De precieze oorzaak varieert in elk geval, maar is bijna altijd ofwel een foutieve, op kosten gebaseerde beslissing (omdat aan scalairen lage vaste kosten worden toegewezen); of het niet koppelen van een uitgebreide expressie aan een persistente berekende kolom of index.
De matchback-mislukkingen zijn vooral interessant voor mij, omdat ze vaak gepaard gaan met complexe interacties met orthogonale engine-functies. Even vaak laat het niet "terug matchen" een uitdrukking (in plaats van een kolom) achter op een positie in de interne zoekstructuur die verhindert dat een belangrijke optimalisatieregel overeenkomt. In beide gevallen is het resultaat hetzelfde:een suboptimaal uitvoeringsplan.
Nu denk ik dat het redelijk is om te zeggen dat mensen over het algemeen een berekende kolom indexeren of volhouden met de sterke verwachting dat de opgeslagen waarde daadwerkelijk zal worden gebruikt. Het kan een behoorlijke schok zijn om te zien dat SQL Server de onderliggende expressie elke keer opnieuw berekent, terwijl de opzettelijk opgegeven opgeslagen waarde wordt genegeerd. Mensen zijn niet altijd erg geïnteresseerd in de interne interacties en de tekortkomingen van het kostenmodel die tot de ongewenste uitkomst hebben geleid. Zelfs als er tijdelijke oplossingen bestaan, vereisen deze tijd, vaardigheid en moeite om te ontdekken en te testen.
Kortom:veel mensen zouden er gewoon de voorkeur aan geven dat SQL Server de persistente of geïndexeerde waarde gebruikt. Altijd.
Een nieuwe optie
Historisch gezien was er geen manier om SQL Server te dwingen om altijd de opgeslagen waarde te gebruiken (geen equivalent van de NOEXPAND
hint voor weergaven). Er zijn enkele omstandigheden waarin een plangids zal werken, maar het is niet altijd mogelijk om de vereiste planvorm in de eerste plaats te genereren, en niet alle planelementen en posities kunnen worden geforceerd (bijvoorbeeld filters en compute scalaires).
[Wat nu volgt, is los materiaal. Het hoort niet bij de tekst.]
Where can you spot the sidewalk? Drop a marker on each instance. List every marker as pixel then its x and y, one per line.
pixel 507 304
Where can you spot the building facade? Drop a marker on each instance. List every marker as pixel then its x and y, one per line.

Er is nog steeds geen nette, volledig gedocumenteerde oplossing, maar een recente update van SQL Server 2016 heeft gezorgd voor een interessante nieuwe aanpak. Het is van toepassing op SQL Server 2016-instanties die zijn gepatcht met ten minste Cumulatieve Update 2 voor SQL Server 2016 SP1 of Cumulatieve Update 4 voor SQL Server 2016 RTM.
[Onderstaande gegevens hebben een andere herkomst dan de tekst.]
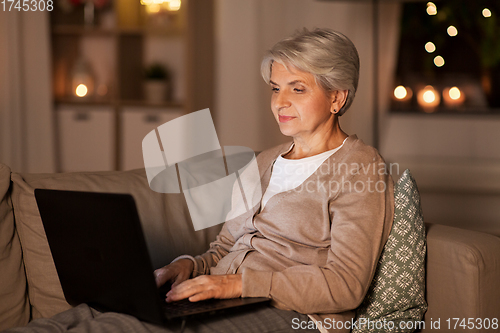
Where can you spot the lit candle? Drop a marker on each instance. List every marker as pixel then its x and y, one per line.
pixel 453 97
pixel 428 98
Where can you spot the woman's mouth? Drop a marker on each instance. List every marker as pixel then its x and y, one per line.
pixel 284 119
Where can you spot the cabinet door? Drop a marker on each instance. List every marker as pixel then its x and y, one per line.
pixel 86 138
pixel 136 123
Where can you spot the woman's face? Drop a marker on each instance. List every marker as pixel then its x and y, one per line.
pixel 301 107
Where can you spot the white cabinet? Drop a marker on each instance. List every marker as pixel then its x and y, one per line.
pixel 135 124
pixel 86 138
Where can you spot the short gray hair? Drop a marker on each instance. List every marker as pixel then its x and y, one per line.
pixel 327 54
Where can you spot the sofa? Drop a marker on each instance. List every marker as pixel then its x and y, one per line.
pixel 462 267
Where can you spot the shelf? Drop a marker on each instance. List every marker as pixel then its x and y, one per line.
pixel 79 30
pixel 118 103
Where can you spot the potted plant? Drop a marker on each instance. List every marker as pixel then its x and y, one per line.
pixel 157 83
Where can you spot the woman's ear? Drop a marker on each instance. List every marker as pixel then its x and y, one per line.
pixel 339 98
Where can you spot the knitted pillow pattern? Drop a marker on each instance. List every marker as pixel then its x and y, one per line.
pixel 396 297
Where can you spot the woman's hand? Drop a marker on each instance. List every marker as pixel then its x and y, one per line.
pixel 178 271
pixel 207 286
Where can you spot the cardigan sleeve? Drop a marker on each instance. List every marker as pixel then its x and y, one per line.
pixel 360 225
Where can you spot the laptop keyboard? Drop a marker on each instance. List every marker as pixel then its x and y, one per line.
pixel 185 307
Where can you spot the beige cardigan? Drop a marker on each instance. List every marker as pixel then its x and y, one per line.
pixel 313 249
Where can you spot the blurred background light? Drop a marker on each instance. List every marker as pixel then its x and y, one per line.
pixel 452 31
pixel 431 8
pixel 428 98
pixel 430 47
pixel 439 61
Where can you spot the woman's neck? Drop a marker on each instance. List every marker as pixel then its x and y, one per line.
pixel 317 144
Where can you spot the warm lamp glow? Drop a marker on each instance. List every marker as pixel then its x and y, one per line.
pixel 486 12
pixel 428 98
pixel 154 6
pixel 400 92
pixel 431 8
pixel 439 61
pixel 454 93
pixel 174 5
pixel 81 90
pixel 453 97
pixel 452 31
pixel 430 47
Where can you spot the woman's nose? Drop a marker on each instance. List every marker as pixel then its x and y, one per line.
pixel 281 100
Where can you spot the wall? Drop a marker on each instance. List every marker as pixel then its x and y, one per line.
pixel 456 162
pixel 246 29
pixel 26 128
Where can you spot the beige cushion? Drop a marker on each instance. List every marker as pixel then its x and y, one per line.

De relevante update is gedocumenteerd in:FIX:Kan de partitie niet online opnieuw opbouwen voor een tabel die een berekende partitioneringskolom bevat in SQL Server 2016
Zoals zo vaak met ondersteunende documentatie, staat hier niet precies wat er in de engine is gewijzigd om het probleem op te lossen. Het ziet er zeker niet erg relevant uit voor onze huidige zorgen, te oordelen naar de titel en beschrijving. Desalniettemin introduceert deze correctie een nieuwe ondersteunde traceringsvlag 176 , die wordt gecontroleerd in een codemethode genaamd FDontExpandPersistedCC
. Zoals de naam van de methode suggereert, voorkomt dit dat een persistente berekende kolom wordt uitgebreid.
Hierbij zijn drie belangrijke kanttekeningen te plaatsen:
- De berekende kolom moet persistent zijn . Zelfs als deze is geïndexeerd, moet de kolom ook worden bewaard.
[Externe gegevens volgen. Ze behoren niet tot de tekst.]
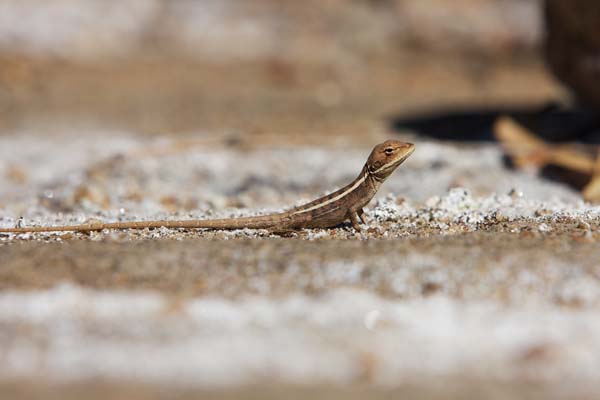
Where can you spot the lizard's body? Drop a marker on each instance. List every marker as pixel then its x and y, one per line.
pixel 331 210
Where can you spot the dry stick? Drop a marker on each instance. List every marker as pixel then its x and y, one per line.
pixel 328 211
pixel 527 149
- Terugkoppeling van algemene query-expressies naar persistente berekende kolommen is uitgeschakeld .
- De documentatie beschrijft de functie van de traceringsvlag niet en schrijft deze ook niet voor voor enig ander gebruik. Als u ervoor kiest om traceringsvlag 176 te gebruiken om uitbreiding van persistente berekende kolommen te voorkomen, is dit daarom op eigen risico.
Deze traceervlag is effectief als een start-up –T
optie, zowel globaal als sessiebereik met behulp van DBCC TRACEON
, en per zoekopdracht met OPTION (QUERYTRACEON)
.
Voorbeeld
Dit is een vereenvoudigde versie van een vraag (gebaseerd op een reëel probleem) die ik een paar jaar geleden op Database Administrators Stack Exchange heb beantwoord. De tabeldefinitie bevat een persistente berekende kolom:
CREATE TABLE dbo.T ( ID integer IDENTITY NOT NULL, A varchar(20) NOT NULL, B varchar(20) NOT NULL, C varchar(20) NOT NULL, D date NULL, Computed AS A + '-' + B + '-' + C PERSISTED, CONSTRAINT PK_T_ID PRIMARY KEY CLUSTERED (ID), ); GO INSERT dbo.T WITH (TABLOCKX) (A, B, C, D) SELECT A = STR(SV.number % 10, 2), B = STR(SV.number % 20, 2), C = STR(SV.number % 30, 2), D = DATEADD(DAY, 0 - SV.number, SYSUTCDATETIME()) FROM master.dbo.spt_values AS SV WHERE SV.[type] = N'P';
De onderstaande query retourneert alle rijen uit de tabel in een bepaalde volgorde, terwijl ook de volgende waarde van kolom D in dezelfde volgorde wordt geretourneerd:
SELECT T1.ID, T1.Computed, T1.D, NextD = ( SELECT TOP (1) t2.D FROM dbo.T AS T2 WHERE T2.Computed = T1.Computed AND T2.D > T1.D ORDER BY T2.D ASC ) FROM dbo.T AS T1 ORDER BY T1.Computed, T1.D;
Een voor de hand liggende dekkende index ter ondersteuning van de uiteindelijke volgorde en opzoekingen in de subquery is:
CREATE UNIQUE NONCLUSTERED INDEX IX_T_Computed_D_ID ON dbo.T (Computed, D, ID);
Het door de optimizer geleverde uitvoeringsplan is verrassend en teleurstellend:
De Index Seek aan de binnenkant van de Nested Loops Join lijkt allemaal goed te zijn. De Clustered Index Scan and Sort op de buitenste invoer is echter onverwacht. We hadden gehoopt in plaats daarvan een geordende scan van onze dekkende niet-geclusterde index te zien.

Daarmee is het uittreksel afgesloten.